Bedwetting is normal and very common, so parents don’t need to keep their child’s bedwetting a secret if their child doesn’t feel the need. If they do, the situation can be trickier. My daughter wet the bed until she was ten and didn’t tell her friends about it. But she never missed a sleepover because of bedwetting. Our plan was simple. Molly always took an overnight bag to her sleepovers. She kept her GoodNites at the bottom of the bag inside a plastic kitchen bag. When it was time for bed, she went to the bathroom to change and wore her GoodNites underneath a pair of baggy shorts. She would then get into bed or her sleeping bag for the night. Early the next morning, the parent who was hosting the event would wake Molly before the other kids. This gave her time to go to the bathroom, remove her GoodNites and put it in the plastic bag. The parent threw the bag away, and Molly waited for everyone to get up.


The people who work at camps want it to be a positive experience for kids. The following example is one of the ways to make camp a success for kids with bedwetting.

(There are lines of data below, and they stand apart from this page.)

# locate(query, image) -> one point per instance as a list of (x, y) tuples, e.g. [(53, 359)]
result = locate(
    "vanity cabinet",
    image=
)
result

One of my patients attended a 2-week sleep away camp a few years ago. The counselor knew Henry wet the bed and told him about the plan before he got to his bunk. When the counselor first met the kids, he announced that he would wake them each morning so they could shower before the day’s activities began. He explained that they were going to pick straws to determine the order in which the kids would be woken up. Henry picked first and got the short straw, which meant he was the one who’d be woken up first. Henry acted disappointed, but the drawing had been “fixed,” and he knew he’d be the one getting up first. This was so he would have time to go to the bathroom and get rid of his GoodNites in private. The counselor acted as his lookout to make sure everything went smoothly. No one found out Henry wet the bed.

Family Vacations

When kids go on vacation, they may wet the bed more or less than they normally do. Factors that can reduce the incidence of wetting include going to bed later and getting up early to start their day. Factors that can increase the wetting include eating and drinking late into the evening and being exhausted from the day’s activities. Each child is different, so keep an eye on things to see if your child’s pattern changes or not.

When families go on vacation, they sleep in hotels, a rental house or in a camping environment where everyone uses a sleeping bag at night. Although each of these situations is different, they can all be easily managed by using GoodNites. If you’re going on vacation with another family, decide which parent will wake the bedwetting child before his friends or cousins get up.


If the circumstances for sleeping away from home are too complicated to use GoodNites, talk to your doctor about using medication to help your child. The prescription medicine, desmopressin, isn’t a cure for bedwetting, but it controls nighttime wetting in most children. Although desmopressin is safe, all drugs have potential side effects, so make sure you review this carefully with the doctor.

In conclusion, sleeping away from home requires more planning if your child wets the bed. But there is no reason to restrict your child from engaging in these socially important events.